WebMCP doesn’t make that tradeoff disappear, but it does open a lane that CLI-based approaches can’t reach: the user’s browser session. An agent skill running in a terminal has no access to the authenticated state in your web app. It can’t interact with your dashboard, your SaaS UI, or anything that lives behind a login. WebMCP tools can, because they run where that context already exists.

That’s a genuinely different capability, not just a more convenient way to do what CLIs already do. For teams that dismissed MCP as too much overhead for their use case, WebMCP lowers the bar significantly: no server to deploy, no separate auth to wire up, just a few lines of JavaScript on your existing pages. If MCP adoption has stalled in your organization, this might be the version of the story that unlocks it.

Where it stands today

It’s still early days for WebMCP. The spec is a W3C Community Group Draft, not a standard, which means the API surface may change. Browser support is behind experimental flags.

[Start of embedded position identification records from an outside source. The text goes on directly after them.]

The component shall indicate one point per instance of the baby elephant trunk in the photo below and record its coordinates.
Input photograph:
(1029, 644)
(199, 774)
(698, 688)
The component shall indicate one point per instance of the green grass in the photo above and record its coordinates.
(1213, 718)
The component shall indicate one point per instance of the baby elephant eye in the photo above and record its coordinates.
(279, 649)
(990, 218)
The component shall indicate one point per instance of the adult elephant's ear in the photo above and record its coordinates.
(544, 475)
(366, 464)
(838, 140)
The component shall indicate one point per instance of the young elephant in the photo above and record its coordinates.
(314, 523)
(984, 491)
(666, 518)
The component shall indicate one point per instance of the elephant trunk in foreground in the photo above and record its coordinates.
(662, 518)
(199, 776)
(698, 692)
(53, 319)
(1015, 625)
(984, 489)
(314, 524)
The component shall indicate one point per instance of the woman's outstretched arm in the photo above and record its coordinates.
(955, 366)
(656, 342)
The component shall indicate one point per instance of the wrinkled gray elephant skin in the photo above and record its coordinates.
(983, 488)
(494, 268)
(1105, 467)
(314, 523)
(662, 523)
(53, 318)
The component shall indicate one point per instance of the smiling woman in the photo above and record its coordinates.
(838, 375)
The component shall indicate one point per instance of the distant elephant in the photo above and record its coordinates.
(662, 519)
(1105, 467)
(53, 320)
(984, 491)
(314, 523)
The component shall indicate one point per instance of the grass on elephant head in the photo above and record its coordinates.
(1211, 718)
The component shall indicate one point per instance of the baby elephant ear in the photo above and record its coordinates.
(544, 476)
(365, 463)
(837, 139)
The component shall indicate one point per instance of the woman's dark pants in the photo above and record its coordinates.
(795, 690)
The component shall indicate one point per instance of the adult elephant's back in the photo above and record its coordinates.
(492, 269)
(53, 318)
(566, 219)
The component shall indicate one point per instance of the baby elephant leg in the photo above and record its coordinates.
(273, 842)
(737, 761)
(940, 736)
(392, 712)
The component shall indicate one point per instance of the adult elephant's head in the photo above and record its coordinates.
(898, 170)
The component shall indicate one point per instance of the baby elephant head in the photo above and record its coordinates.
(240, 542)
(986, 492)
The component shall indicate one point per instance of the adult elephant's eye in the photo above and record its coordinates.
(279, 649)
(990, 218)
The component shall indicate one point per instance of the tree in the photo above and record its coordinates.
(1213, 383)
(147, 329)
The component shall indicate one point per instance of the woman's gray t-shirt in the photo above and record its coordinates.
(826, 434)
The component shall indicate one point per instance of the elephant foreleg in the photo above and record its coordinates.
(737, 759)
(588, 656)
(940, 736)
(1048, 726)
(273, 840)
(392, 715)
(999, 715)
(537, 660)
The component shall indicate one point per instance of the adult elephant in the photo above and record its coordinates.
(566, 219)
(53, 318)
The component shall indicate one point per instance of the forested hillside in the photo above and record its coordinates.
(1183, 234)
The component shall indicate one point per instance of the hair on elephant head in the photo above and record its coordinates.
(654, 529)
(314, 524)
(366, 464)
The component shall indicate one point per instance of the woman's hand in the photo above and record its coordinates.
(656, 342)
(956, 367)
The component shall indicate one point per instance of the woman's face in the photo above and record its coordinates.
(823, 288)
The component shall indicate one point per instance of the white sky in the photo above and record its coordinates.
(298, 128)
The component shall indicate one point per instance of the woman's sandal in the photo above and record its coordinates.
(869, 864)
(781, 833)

The security model is further along than it might appear. The current spec includes same-origin policy enforcement, CSP integration, and an HTTPS requirement for secure contexts. Sensitive tool calls require human-in-the-loop confirmation, while read-only tools can be marked to bypass that prompt. There’s also a SubmitEvent.agentInvoked flag, so your existing form handlers can tell whether a submission came from an agent or a human, useful for logging, auditing, or applying different validation paths. The broader question of cross-tab data leakage is still under W3C review, but the foundation is more solid than “still being worked out.”

But the trajectory is clear. Google and Microsoft are both committed. The W3C incubation process gives it a path to standardization. And the underlying problem, agents needing structured, reliable ways to interact with web apps, isn’t going away.

For developers, the practical takeaway is straightforward: make your tools discoverable, give them clear schemas, and let agents call them directly. Whether that’s through WebMCP’s browser API, a traditional MCP server behind an API gateway, or both, the web apps that declare their capabilities to agents will have an advantage over the ones that wait for agents to figure it out on their own.

Websites are becoming tool surfaces. WebMCP is how the browser plans to make that happen.